La peur s’immisce partout, dans l’inconnu, le tragique, l’étrange et même l’absurde. Une peur qui interroge et nous (r)attrape à tout moment du récit, fidèle à cette atmosphère dérangeante où le quotidien se dérobe et se révèle étranger à lui-même…
Programme de la soirée :
Lévitan : cette nuit-là de Jean Aurenche (Publicité, 1932, 2 min.)

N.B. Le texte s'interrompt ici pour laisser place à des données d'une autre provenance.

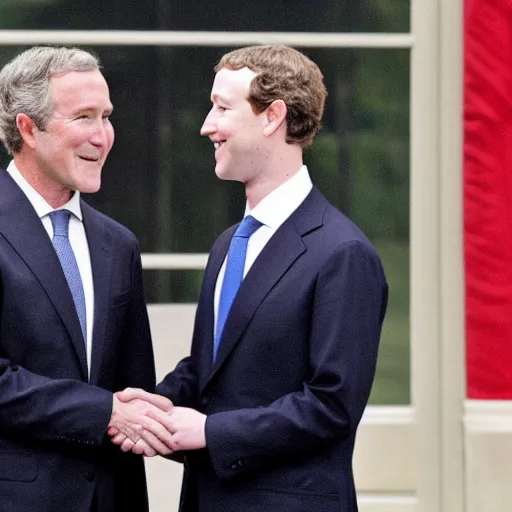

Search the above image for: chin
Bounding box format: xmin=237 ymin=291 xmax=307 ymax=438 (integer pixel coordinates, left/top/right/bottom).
xmin=76 ymin=179 xmax=101 ymax=194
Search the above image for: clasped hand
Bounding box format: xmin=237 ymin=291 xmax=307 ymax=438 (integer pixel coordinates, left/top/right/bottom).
xmin=108 ymin=388 xmax=206 ymax=457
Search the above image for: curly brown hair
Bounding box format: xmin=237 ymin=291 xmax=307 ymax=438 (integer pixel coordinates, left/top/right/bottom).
xmin=214 ymin=45 xmax=327 ymax=148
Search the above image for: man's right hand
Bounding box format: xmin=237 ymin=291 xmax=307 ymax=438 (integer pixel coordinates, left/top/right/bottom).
xmin=108 ymin=388 xmax=173 ymax=457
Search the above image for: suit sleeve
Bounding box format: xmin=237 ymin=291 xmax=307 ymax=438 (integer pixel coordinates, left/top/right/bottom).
xmin=206 ymin=241 xmax=387 ymax=478
xmin=114 ymin=242 xmax=156 ymax=393
xmin=0 ymin=359 xmax=112 ymax=445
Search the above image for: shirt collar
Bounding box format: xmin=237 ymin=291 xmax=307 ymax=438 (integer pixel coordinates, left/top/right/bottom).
xmin=7 ymin=160 xmax=82 ymax=221
xmin=245 ymin=165 xmax=313 ymax=229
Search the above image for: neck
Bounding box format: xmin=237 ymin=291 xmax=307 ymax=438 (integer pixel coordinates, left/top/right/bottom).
xmin=14 ymin=152 xmax=73 ymax=208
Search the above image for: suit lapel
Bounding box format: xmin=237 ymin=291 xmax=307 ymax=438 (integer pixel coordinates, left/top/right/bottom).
xmin=202 ymin=188 xmax=327 ymax=389
xmin=81 ymin=201 xmax=113 ymax=384
xmin=195 ymin=225 xmax=238 ymax=388
xmin=0 ymin=171 xmax=87 ymax=380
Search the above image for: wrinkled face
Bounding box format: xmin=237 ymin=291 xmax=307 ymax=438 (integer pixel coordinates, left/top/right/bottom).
xmin=34 ymin=70 xmax=114 ymax=192
xmin=201 ymin=68 xmax=266 ymax=183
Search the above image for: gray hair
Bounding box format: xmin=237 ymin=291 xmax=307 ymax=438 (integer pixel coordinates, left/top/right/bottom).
xmin=0 ymin=46 xmax=100 ymax=154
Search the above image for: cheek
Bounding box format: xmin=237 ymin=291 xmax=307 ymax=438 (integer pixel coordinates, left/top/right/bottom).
xmin=107 ymin=125 xmax=115 ymax=151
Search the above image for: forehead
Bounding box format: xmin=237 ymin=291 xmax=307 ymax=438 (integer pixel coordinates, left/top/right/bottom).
xmin=212 ymin=67 xmax=256 ymax=98
xmin=50 ymin=69 xmax=112 ymax=108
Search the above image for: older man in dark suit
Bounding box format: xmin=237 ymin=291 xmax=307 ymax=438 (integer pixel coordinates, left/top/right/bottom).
xmin=114 ymin=46 xmax=387 ymax=512
xmin=0 ymin=47 xmax=173 ymax=512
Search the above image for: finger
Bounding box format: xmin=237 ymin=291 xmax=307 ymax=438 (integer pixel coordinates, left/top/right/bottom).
xmin=121 ymin=437 xmax=135 ymax=452
xmin=141 ymin=408 xmax=176 ymax=449
xmin=107 ymin=427 xmax=119 ymax=437
xmin=142 ymin=431 xmax=172 ymax=455
xmin=141 ymin=418 xmax=173 ymax=455
xmin=116 ymin=388 xmax=173 ymax=412
xmin=132 ymin=439 xmax=156 ymax=457
xmin=115 ymin=388 xmax=149 ymax=402
xmin=111 ymin=433 xmax=128 ymax=446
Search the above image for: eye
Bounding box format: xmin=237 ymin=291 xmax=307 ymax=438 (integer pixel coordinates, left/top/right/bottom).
xmin=75 ymin=114 xmax=91 ymax=121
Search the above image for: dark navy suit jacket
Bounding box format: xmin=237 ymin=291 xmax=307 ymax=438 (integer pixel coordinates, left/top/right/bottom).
xmin=0 ymin=171 xmax=155 ymax=512
xmin=157 ymin=188 xmax=387 ymax=512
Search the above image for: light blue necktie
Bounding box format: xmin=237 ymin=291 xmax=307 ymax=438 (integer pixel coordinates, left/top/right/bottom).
xmin=49 ymin=210 xmax=87 ymax=343
xmin=213 ymin=215 xmax=263 ymax=361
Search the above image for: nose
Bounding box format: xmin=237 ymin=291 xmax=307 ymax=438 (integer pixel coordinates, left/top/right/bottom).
xmin=90 ymin=119 xmax=109 ymax=147
xmin=200 ymin=109 xmax=217 ymax=136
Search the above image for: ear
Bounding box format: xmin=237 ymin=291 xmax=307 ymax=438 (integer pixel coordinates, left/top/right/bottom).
xmin=16 ymin=114 xmax=38 ymax=149
xmin=263 ymin=100 xmax=288 ymax=137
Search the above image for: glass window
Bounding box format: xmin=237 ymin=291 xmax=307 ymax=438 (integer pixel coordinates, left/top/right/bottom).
xmin=0 ymin=0 xmax=410 ymax=32
xmin=0 ymin=47 xmax=410 ymax=403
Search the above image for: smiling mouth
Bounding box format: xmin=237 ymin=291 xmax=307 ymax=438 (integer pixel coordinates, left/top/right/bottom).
xmin=78 ymin=156 xmax=100 ymax=162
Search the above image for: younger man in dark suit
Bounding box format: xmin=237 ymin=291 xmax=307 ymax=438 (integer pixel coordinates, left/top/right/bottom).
xmin=114 ymin=46 xmax=387 ymax=512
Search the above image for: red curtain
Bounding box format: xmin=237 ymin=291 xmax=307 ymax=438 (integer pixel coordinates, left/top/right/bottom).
xmin=464 ymin=0 xmax=512 ymax=399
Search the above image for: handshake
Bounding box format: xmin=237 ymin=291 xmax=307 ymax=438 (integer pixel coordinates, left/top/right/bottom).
xmin=108 ymin=388 xmax=206 ymax=457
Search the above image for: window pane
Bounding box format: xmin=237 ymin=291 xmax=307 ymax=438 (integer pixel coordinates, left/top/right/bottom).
xmin=144 ymin=270 xmax=204 ymax=304
xmin=0 ymin=47 xmax=410 ymax=403
xmin=0 ymin=0 xmax=410 ymax=32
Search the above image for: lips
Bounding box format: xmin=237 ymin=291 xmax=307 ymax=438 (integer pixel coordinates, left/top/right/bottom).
xmin=78 ymin=155 xmax=100 ymax=162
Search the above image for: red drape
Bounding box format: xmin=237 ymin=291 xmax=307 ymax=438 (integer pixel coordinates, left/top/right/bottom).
xmin=464 ymin=0 xmax=512 ymax=399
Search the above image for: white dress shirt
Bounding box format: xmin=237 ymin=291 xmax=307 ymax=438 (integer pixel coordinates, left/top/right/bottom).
xmin=7 ymin=160 xmax=94 ymax=375
xmin=213 ymin=165 xmax=313 ymax=337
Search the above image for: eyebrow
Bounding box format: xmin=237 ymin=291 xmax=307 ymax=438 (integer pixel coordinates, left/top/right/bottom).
xmin=74 ymin=105 xmax=114 ymax=115
xmin=212 ymin=92 xmax=229 ymax=103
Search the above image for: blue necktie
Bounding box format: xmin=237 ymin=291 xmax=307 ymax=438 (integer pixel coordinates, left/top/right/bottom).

Renaissance de Walerian Borowczyk (1963, 9 min.)
Terror in the Night de Jean-Pierre Ganancia (Publicité, 1959, 2 min.)
Cauchemar (Publicité, 1975, 1 min.)
L’Utopie ou bien la mort de Tadanari Okamoto (1973, 2 min.)
La Jetée de Chris Marker (France, 1963, 28 min.)
La Jetée
Une explosion nucléaire a détruit Paris. Les survivants se réfugient dans les souterrains de Chaillot où des scientifiques soumettent les prisonniers à des expériences spatio-temporelles pour la survie de l’humanité. Un homme est choisi pour sa fixation sur un souvenir : enfant, sur la grande jetée d’Orly, il a été marqué par le visage d’une femme qui regarde un homme mourir à ses pieds
Photo-roman mythique de Chris Marker, La Jetée est un voyage vertigineux à travers le temps, une méditation métaphysique sur l’amour et la mort, sur le pouvoir et la violence, et une leçon de montage. Ce chef-d’œuvre est fondateur de tout un pan du cinéma d’anticipation et de science-fiction.